DAVOS, Suisse (Reuters) - Un implant de téléphone mobile, des organes imprimés en 3D, des vêtements intelligents ou des lunettes de vue connectées à internet. Cela peut sembler de la science-fiction aujourd'hui, mais ce sera une réalité d'ici 2025, à en croire les dirigeants d'entreprises réunis à Davos, en Suisse, pour le Forum économique mondial.

Pour y parvenir ces derniers misent sur les progrès effectués dans la robotique, l'intelligence artificielle et la génétique.

Près de la moitié des dirigeants interrogés s'attendent même à ce qu'une machine dotée d'une intelligence artificielle siège au conseil d'administration d'ici la prochaine décennie. Ce sera alors la "quatrième révolution industrielle", principal thème de l'édition 2016 du Forum de Davos.

Cette nouvelle étape est censée apporter un cycle plus rapide d'innovation, ce qui constituera un immense défi pour les entreprises, les salariés, les Etats, voire la société toute entière.

La "quatrième révolution industrielle" promet des biens et des services bon marché, soutenus par une nouvelle vague de croissance économique. Mais cela risque aussi de provoquer un chômage de masse et d'accentuer les tensions entre les entreprises et les salariés.

"La quatrième révolution industrielle va créer un excédent économique", prédit Satya Nadella, directeur général de Microsoft.

"La question est de savoir si cet excédent sera uniformément réparti entre les pays, entre les populations dans les différentes strates économiques et également dans les différentes parties de l'économie", ajoute-il.

LE ROBOT HUBO, STAR À DAVOS

Les robots sont déjà sur Mars, se déplacent des usines vers les foyers, les hôpitaux, les magasins, les restaurants et même les zones de guerre, alors que les progrès dans des domaines comme les réseaux de neurones artificiels commencent à brouiller les frontières entre l'homme et la machine.

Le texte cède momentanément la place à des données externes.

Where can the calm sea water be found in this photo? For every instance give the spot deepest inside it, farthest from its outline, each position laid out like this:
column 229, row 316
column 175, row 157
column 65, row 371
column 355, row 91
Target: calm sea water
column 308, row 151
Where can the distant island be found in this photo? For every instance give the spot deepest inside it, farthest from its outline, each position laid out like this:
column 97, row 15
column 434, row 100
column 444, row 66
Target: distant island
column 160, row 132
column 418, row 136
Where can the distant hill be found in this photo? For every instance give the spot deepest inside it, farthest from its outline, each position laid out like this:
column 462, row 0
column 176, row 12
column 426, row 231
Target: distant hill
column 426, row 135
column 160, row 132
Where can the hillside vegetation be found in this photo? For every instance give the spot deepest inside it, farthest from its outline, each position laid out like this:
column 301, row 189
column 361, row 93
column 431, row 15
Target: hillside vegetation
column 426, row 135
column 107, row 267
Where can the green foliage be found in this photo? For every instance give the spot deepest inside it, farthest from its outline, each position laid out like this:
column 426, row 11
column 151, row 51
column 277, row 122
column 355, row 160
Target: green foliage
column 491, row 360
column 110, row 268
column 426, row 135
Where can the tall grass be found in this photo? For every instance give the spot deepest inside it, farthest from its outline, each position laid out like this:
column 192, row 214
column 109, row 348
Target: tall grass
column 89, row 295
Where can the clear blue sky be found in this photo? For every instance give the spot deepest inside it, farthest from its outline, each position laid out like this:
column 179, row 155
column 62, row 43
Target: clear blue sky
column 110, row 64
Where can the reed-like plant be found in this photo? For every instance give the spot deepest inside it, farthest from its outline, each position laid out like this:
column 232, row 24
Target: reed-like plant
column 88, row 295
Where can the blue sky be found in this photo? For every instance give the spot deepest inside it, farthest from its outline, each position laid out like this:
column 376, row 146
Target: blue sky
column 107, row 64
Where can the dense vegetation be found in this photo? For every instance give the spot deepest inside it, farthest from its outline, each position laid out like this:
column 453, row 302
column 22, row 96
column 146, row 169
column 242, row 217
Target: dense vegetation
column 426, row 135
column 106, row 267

La principale attraction à Davos cette année n'est pas un banquier central ou un homme politique mais le robot humanoïde sud-coréen HUBO, vainqueur en 2015 du DARPA Robotics Challenge, qui "fait son show" au milieu des délégations réunies en Suisse.

Ces nouvelles technologies suscitent cependant de profondes inquiétudes.

Une nouvelle étude de la banque suisse UBS, rendue publique à Davos, prédit que l'extrême niveau d'automatisation et de connectivité va se traduire par une accentuation des inégalités, en creusant le fossé entre pays riches et nations en développement.

"La quatrième révolution industrielle a le potentiel d'inverser l'avantage concurrentiel que les marchés émergents ont en termes de faibles coûts de la main d'oeuvre", souligne Lutfey Siddiqi, responsable des marchés émergents chez UBS.

"Cela est probable, je pense que si aucune mesure politique n'est prise, cela va exacerber les inégalités", prévient-il.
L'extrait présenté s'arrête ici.